I am one of the chronic pain patients who battled pain for decades due to multi-level degenerative disk disease; ruptured, bulging and slipped disks, and a discectomy from C-2 through T-1 with titanium plates anterior and steel rods posterior.
I have been told that my entire neck looks like a Tinker Toy erector set. I have a Medtronic pain pump installed that pumps opioids (currently fentanyl) into my spinal fluid for a constant epidural. I also wear fentanyl patches that I change every 48 hours, and I take oxycodone six times a day for breakthrough pain.
I still have up days and down days. I lost a 34 year, 6 figure job with a fortune 500 company when I finally could not endure the pain any longer, and took off a couple of weeks to try and get things under control. While I was on leave, which turned into 2 years, I was basically bedridden, with the majority of my activity being the trip from the bed to the couch and back again. I had no life, no family interaction, and no sex life.

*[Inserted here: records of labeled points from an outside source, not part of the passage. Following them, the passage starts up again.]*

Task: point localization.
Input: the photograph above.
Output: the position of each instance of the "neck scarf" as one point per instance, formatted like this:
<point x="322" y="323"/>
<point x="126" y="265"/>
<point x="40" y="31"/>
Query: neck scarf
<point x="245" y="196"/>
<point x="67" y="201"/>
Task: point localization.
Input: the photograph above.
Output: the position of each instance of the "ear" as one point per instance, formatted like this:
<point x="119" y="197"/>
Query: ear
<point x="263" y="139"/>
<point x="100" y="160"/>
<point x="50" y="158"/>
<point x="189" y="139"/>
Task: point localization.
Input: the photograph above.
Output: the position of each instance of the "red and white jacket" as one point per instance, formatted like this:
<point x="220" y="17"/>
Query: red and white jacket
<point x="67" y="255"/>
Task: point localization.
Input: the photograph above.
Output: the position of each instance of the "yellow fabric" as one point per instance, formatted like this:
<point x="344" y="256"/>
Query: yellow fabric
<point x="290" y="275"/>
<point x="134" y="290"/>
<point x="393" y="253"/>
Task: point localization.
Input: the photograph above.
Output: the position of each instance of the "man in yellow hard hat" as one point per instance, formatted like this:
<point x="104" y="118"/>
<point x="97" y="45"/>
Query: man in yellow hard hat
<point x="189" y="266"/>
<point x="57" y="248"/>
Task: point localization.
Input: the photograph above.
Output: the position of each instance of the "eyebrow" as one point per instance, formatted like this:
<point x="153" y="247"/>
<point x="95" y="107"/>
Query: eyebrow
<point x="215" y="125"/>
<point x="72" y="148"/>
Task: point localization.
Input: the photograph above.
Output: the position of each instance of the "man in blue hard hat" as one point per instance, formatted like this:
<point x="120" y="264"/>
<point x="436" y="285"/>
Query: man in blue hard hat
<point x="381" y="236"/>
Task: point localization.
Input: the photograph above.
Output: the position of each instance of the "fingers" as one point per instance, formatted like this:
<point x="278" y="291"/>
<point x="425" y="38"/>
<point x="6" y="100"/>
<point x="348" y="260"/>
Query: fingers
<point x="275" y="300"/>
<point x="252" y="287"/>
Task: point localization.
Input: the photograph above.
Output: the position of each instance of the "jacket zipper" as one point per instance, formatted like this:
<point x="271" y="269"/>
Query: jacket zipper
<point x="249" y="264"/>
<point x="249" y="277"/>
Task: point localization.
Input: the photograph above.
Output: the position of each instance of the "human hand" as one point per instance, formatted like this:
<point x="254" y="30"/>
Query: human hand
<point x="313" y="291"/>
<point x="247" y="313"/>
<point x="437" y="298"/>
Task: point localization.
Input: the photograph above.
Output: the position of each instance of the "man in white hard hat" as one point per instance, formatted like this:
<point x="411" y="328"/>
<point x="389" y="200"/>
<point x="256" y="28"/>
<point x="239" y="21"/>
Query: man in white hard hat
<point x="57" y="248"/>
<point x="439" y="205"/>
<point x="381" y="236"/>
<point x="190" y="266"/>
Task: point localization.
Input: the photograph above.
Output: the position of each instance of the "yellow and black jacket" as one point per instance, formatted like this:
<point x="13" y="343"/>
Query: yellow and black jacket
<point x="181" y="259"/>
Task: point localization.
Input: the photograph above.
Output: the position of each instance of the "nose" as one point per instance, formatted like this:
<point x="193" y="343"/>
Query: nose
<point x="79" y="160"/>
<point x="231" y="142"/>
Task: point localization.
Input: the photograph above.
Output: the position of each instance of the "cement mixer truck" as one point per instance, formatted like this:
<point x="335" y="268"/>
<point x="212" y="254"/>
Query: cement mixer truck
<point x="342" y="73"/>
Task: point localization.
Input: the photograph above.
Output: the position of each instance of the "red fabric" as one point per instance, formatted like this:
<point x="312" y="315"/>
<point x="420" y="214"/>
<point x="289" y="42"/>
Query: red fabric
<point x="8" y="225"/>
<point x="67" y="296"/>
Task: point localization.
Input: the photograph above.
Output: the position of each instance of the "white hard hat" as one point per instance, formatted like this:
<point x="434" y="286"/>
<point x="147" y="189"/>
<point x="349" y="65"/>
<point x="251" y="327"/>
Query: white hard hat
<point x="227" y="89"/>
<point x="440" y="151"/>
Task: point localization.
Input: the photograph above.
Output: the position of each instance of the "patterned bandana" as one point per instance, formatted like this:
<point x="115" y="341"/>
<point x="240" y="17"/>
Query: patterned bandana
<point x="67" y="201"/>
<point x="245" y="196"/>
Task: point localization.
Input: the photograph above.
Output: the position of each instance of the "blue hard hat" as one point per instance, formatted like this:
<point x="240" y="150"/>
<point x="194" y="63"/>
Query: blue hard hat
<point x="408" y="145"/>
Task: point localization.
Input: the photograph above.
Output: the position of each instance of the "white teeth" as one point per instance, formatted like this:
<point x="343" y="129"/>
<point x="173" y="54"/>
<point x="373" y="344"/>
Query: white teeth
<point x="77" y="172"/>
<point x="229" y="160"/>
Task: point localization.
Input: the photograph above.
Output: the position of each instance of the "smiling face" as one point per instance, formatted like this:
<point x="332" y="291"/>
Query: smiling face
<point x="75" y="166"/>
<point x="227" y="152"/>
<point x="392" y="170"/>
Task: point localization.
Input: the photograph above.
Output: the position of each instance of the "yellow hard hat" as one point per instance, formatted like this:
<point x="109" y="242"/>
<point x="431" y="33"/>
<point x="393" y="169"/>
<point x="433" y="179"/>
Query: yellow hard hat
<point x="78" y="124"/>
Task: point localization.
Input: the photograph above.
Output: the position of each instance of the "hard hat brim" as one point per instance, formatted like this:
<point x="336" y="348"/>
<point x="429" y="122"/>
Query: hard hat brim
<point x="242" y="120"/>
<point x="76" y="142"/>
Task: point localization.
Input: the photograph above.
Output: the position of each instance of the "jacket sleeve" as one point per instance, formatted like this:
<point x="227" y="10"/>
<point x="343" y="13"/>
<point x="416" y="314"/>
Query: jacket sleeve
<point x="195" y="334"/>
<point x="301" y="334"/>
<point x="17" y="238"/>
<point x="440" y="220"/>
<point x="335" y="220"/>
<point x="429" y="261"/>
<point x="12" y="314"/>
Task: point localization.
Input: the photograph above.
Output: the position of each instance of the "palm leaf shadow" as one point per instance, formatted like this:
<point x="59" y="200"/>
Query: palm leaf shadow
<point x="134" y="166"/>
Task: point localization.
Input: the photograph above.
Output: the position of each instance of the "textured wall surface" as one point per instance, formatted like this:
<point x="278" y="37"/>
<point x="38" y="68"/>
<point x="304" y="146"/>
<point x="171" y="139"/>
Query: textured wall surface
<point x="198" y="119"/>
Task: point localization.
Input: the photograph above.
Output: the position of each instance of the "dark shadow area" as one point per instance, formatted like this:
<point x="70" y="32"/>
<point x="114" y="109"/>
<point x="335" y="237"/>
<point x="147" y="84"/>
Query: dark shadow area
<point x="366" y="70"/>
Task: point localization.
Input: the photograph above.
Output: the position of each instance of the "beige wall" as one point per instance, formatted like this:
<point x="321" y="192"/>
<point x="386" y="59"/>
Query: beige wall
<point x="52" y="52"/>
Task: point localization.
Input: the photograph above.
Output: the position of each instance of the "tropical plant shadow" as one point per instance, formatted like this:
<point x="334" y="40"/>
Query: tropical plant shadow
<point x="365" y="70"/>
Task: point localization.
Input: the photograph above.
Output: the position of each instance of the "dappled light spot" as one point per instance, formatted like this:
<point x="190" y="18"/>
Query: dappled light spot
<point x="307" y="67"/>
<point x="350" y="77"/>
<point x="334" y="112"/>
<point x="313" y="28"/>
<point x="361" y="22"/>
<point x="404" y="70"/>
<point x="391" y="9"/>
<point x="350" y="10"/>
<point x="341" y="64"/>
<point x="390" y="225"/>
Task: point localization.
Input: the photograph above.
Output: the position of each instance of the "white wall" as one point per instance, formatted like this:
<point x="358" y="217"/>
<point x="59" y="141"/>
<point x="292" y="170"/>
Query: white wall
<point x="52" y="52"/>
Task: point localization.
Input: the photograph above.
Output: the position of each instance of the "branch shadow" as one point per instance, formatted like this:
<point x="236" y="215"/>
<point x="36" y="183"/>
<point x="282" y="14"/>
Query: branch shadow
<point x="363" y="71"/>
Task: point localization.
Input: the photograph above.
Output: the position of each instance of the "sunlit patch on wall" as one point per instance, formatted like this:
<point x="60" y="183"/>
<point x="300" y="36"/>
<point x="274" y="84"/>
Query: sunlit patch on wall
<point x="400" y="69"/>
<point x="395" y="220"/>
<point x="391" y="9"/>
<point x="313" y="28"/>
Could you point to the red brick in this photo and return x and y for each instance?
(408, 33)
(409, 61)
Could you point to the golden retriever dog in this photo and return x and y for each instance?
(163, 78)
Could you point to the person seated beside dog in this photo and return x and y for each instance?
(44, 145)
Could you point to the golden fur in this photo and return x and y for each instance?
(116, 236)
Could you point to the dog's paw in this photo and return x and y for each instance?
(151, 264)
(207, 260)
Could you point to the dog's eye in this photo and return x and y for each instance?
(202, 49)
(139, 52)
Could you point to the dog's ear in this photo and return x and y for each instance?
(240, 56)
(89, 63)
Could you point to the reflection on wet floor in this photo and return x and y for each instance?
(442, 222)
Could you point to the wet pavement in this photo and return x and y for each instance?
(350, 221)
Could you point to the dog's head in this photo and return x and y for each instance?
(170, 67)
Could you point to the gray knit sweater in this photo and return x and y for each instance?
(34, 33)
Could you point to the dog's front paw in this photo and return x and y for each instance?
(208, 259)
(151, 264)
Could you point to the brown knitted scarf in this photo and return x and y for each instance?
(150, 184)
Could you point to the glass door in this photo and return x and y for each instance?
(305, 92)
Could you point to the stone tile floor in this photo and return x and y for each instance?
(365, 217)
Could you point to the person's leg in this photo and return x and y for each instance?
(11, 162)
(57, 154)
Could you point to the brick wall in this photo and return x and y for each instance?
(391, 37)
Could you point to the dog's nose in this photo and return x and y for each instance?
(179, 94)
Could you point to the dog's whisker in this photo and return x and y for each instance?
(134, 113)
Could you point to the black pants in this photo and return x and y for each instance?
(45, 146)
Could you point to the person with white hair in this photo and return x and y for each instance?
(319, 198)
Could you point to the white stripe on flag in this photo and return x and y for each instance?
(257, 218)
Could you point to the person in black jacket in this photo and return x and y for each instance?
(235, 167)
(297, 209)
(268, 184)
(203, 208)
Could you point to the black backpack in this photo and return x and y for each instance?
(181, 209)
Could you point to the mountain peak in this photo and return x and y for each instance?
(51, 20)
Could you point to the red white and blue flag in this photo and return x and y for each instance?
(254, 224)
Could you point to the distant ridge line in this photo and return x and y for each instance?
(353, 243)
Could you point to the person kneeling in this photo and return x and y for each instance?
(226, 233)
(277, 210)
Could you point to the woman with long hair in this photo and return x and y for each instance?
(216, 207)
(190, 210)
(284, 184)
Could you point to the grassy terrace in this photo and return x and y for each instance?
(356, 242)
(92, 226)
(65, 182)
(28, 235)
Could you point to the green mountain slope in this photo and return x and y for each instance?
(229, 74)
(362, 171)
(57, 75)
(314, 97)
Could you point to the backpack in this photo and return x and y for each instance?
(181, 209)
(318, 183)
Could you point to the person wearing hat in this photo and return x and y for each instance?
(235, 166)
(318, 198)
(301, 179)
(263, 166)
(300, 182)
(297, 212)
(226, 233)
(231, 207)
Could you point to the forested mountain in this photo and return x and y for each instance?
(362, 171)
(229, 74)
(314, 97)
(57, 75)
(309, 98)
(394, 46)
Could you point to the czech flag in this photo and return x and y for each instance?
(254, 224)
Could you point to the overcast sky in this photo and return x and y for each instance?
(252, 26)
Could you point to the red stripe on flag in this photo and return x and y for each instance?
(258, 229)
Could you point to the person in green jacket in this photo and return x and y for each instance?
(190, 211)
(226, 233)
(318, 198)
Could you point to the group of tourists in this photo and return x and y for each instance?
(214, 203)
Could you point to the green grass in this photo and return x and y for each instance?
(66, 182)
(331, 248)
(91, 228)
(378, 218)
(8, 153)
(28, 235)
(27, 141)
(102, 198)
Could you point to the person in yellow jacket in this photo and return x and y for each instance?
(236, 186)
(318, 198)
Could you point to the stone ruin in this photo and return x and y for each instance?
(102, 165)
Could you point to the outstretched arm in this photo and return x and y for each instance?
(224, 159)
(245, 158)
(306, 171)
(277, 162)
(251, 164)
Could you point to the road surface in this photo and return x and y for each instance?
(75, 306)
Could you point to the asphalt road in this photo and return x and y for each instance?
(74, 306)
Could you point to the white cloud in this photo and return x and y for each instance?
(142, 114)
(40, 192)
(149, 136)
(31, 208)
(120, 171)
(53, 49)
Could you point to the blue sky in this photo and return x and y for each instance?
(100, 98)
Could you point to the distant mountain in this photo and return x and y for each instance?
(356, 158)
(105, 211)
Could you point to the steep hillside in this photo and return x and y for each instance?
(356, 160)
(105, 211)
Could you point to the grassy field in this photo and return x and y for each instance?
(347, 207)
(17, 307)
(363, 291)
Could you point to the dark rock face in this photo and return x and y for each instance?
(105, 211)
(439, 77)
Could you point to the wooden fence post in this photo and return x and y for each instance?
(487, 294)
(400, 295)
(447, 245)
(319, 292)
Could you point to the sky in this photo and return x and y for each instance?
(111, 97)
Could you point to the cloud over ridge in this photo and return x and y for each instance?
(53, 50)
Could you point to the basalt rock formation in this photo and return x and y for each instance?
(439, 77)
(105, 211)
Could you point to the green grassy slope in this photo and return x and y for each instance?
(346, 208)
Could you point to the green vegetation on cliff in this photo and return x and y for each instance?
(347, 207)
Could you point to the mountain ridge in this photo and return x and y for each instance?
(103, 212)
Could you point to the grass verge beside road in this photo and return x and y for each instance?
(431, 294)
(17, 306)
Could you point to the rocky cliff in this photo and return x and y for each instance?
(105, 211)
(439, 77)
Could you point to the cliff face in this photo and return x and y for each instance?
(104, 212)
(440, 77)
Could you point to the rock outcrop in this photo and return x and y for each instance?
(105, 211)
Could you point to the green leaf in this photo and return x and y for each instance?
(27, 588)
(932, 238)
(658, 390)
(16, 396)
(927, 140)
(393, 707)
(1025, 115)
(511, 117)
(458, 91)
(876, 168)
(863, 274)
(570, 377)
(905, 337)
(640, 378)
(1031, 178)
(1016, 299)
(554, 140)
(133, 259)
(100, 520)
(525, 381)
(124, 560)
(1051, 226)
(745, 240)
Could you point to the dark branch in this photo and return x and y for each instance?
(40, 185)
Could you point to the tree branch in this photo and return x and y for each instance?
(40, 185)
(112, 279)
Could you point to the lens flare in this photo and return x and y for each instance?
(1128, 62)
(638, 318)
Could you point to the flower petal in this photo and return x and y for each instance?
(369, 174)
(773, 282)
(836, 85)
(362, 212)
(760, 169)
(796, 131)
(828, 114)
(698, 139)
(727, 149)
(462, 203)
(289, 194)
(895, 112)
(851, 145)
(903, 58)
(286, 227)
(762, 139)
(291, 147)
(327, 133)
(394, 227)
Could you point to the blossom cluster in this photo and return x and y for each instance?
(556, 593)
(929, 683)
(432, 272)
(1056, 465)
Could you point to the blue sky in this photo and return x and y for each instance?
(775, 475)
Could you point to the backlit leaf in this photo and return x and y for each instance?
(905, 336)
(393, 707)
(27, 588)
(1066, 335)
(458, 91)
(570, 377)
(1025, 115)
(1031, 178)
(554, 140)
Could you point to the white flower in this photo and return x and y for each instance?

During this time, I was unable to return to work within the time given (1 year) due to delays in getting approval for a spinal stimulator to try and get away from the drugs. But due to the extensive metal in my neck, I ultimately could only get approval for the pain pump.
I also was taken advantage of by my insurance company, when I failed to get an update sent in time by my doctor, even though they had one two weeks earlier that said I was incapacitated and getting worse. But the insurance company said that I was okay and had to return to work since the doctor did not extend my leave. They cancelled my short term leave and basically stopped my pay, my benefits, and my prescription coverage for over 6 months while I tried to appeal.
My patches were costing $600 a month and the oxycodone $300. I had no money and no access to my 401k. I was in limbo. I applied for Social Security Disability and was approved in three months. But the long term disability policy that I had paid into all those decades dropped me like a hot potato.
After changing my lifestyle dramatically, we survived by the grace of God and our church.
I still have one pharmacy that works with me. Every other pharmacy I go to treats me like a junkie with needle tracks across my forehead begging for drugs. They refuse to fill my prescriptions and they question how long it has been since I had a script filled.
I always get an argument about getting something filled a month earlier. I tell them to look at the date or the year. But they still say we don’t honor scripts from any pain clinic, pill mills, and all of that.
I try so hard to honor the doctor’s directions; any problem, anytime, I call the doctor and get the 3rd degree. Immediately I am accused of trying to get more drugs.
I was in Colorado and we went to Pikes Peak at 14,000 foot elevation, when I felt my pain pump shut down. We hurried down but I spent the next 8 hours in excruciating pain with 3 live ruptured disks and additional pain in my neck, back, hip, leg and just about screaming in pain.
We went to the ER in Colorado Springs to get my pump restarted and they accused me of trying to get drugs. I told them I don’t want drugs, I just need my pump restarted. I couldn’t sit down or stand up. I was miserable and I truly wanted to die.
All they could tell me was that they don’t treat chronic pain and I need to see my doctor. After 8 hours, as I was screaming in the ER and they had done nothing but take my blood pressure, all of a sudden my pain started getting better. I realized my pump had restarted.
I walked up to the nurses’ station and told them I am going home now, my pump restarted. The nurse acted surprised to see me doing so much better, but the main nurse mumbled something like, “I guess he got tired of the act when he realized he wasn’t getting anything from us.”
The longer I live with chronic pain, the more I realize that the system is going in the wrong direction. While medical science has created a way to give people like ourselves a second chance at life, our bureaucratic society is focused on narrow minded knee jerk reactions and a “one size fits all solution” to a huge problem. Gone is the day that our medical care is conducted on a case by case basis.
What we have now is the ability to see a better life and hope for a better life, but we only get to stare at that life through the locked gates that society has built and is building around all of the medical breakthroughs.
That being said, all is not lost. I went from being in life altering, challenging pain that severely limited my every activity, to a more stable and potentially active lifestyle. I have learned my limitations and am constantly redefining my envelope of activity and physical abilities. I have a life. I am functional. I am capable of doing so many of the basic life activities that just a couple of years ago I had lost, with little to no hope of regaining.
We all have a responsibility to do our best to educate society about the existence, the need and the multiple solutions that are out there for people in chronic pain — and the need for responsible solutions that are customized for individuals based on their needs.
James “Mike” Noland lives in Texas.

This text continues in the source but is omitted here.